Many patients with chronic life-threatening illnesses (e.g., heart failure, COPD) do not receive palliative care.2 “Neurology is no different from the rest of medicine in this regard. But it’s pretty egregious in neurology because of the devastating diseases some patients have, and the low likelihood of regaining function for many of them,” Meier explains.
Since people can live a long time with stroke, it is not viewed the same way as cancer. “Everybody understands that people with cancer need access to palliative care because of loss of appetite, nausea, pain, depression, and anxiety,” Meier says.
However, severe stroke can be similarly devastating — not only for the patient, but for family members caring for that patient. They all may need symptom relief and emotional support that palliative care can provide. “It’s really a narrative mistake, that it’s not equally obvious that palliative care is important for people with stroke.
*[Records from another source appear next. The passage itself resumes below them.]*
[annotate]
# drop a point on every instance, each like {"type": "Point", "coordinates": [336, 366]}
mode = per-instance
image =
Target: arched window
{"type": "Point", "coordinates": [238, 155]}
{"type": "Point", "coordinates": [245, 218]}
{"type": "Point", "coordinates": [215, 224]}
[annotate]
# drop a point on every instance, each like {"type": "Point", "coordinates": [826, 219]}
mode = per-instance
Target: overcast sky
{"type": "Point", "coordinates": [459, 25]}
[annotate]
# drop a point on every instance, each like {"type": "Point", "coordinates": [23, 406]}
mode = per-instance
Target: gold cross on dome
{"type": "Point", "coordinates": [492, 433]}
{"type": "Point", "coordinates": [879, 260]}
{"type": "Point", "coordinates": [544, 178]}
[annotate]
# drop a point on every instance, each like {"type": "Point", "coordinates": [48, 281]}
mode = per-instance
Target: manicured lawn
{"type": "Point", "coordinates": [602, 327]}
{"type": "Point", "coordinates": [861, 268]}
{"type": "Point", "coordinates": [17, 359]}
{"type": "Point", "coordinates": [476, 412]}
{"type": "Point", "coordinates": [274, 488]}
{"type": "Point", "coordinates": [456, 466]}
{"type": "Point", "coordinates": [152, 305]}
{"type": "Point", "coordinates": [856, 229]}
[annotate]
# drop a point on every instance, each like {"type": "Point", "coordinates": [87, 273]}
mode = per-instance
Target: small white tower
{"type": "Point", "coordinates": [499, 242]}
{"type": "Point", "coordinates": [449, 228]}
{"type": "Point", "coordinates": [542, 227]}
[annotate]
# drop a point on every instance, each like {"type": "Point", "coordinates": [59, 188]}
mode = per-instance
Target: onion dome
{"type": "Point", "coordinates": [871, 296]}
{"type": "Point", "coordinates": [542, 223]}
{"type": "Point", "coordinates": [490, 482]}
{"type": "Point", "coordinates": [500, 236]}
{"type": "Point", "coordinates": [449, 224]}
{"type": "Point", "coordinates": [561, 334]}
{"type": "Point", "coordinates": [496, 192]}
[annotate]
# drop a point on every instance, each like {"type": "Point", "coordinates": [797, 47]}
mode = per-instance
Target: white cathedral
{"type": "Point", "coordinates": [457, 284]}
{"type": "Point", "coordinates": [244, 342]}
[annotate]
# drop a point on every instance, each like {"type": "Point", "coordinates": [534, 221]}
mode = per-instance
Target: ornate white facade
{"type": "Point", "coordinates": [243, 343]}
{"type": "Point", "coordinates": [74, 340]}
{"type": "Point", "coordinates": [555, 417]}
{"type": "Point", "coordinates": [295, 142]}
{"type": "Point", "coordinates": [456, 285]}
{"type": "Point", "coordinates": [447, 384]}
At the institutional level, we need to circumvent that narrative,” says Meier, who offers several reasons why stroke patients do not receive palliative care:
• Neurology trainees are not exposed to palliative care by mandate. “Neurology residents don’t have any explicit attention during training to the role of palliative care in patients with serious debilitating illness who have to make choices and understand what they’re facing and what their options are,” Meier says.
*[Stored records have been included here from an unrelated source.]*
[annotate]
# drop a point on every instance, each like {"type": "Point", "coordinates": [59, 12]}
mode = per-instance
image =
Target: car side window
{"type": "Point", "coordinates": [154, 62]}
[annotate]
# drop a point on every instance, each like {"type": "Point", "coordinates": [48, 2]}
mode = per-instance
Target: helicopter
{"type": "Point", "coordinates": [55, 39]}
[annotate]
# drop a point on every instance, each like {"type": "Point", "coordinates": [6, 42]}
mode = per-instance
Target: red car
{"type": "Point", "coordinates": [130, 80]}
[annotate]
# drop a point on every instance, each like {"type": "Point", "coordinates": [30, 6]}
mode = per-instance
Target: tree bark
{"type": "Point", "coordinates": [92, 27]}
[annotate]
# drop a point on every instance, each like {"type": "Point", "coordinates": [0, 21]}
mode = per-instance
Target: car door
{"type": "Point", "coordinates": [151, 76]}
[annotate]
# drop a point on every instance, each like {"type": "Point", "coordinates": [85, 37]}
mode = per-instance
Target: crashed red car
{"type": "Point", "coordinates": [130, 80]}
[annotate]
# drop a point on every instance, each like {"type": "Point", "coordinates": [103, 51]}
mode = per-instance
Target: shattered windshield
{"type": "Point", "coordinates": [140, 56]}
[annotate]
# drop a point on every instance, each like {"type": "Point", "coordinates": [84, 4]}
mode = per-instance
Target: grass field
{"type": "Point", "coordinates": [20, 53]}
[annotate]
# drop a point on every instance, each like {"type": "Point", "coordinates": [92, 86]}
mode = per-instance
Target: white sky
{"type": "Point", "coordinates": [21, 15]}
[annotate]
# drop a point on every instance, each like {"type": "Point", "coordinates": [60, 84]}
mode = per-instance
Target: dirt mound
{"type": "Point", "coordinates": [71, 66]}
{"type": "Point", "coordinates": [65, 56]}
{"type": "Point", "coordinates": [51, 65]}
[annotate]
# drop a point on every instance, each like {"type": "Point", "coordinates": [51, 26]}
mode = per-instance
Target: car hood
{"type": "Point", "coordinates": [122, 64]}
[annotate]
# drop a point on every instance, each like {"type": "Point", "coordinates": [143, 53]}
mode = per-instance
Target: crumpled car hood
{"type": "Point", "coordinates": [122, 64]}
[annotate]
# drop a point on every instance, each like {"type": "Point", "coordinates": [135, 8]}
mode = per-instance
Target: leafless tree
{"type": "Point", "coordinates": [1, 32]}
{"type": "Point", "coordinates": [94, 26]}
For clinicians to view palliative care as routine and appropriate, it has to be part of residency training for neurology. “If it’s not part of the training, then it doesn’t become a routine part of practice,” Meier says.
• There is a persistent misperception that palliative care is only for patients who are about to die. “Surviving to leave the hospital is a successful outcome in the stroke world,” Meier notes.
Still, many patients who suffer an advanced stroke live for a long time. Often, long-term care or nursing home placement are required.
• Many clinicians think palliative care means giving up. Clinicians must understand palliative care is delivered at the same time as all other appropriate disease management (e.g., stroke rehabilitation, risk factor reductions, or treatments to promote brain healing). “It’s not in place of; it’s alongside of,” Meier says. “That’s not well-understood.”
REFERENCES
- Comer AR, Williams LS, Bartlett S, et al. Palliative and end-of-life care after severe stroke. J Pain Symptom Manage 2022;63:721-728.
- McConnell T, Burden J, Duddy C, et al. Integrating palliative care and heart failure: A protocol for a realist synthesis (PalliatHeartSynthesis). BMJ Open 2022;12:e058848.
Severe stroke can be similarly devastating as cancer — not only for the patient, but for family members caring for that patient. They all may need symptom relief and emotional support that palliative care can provide.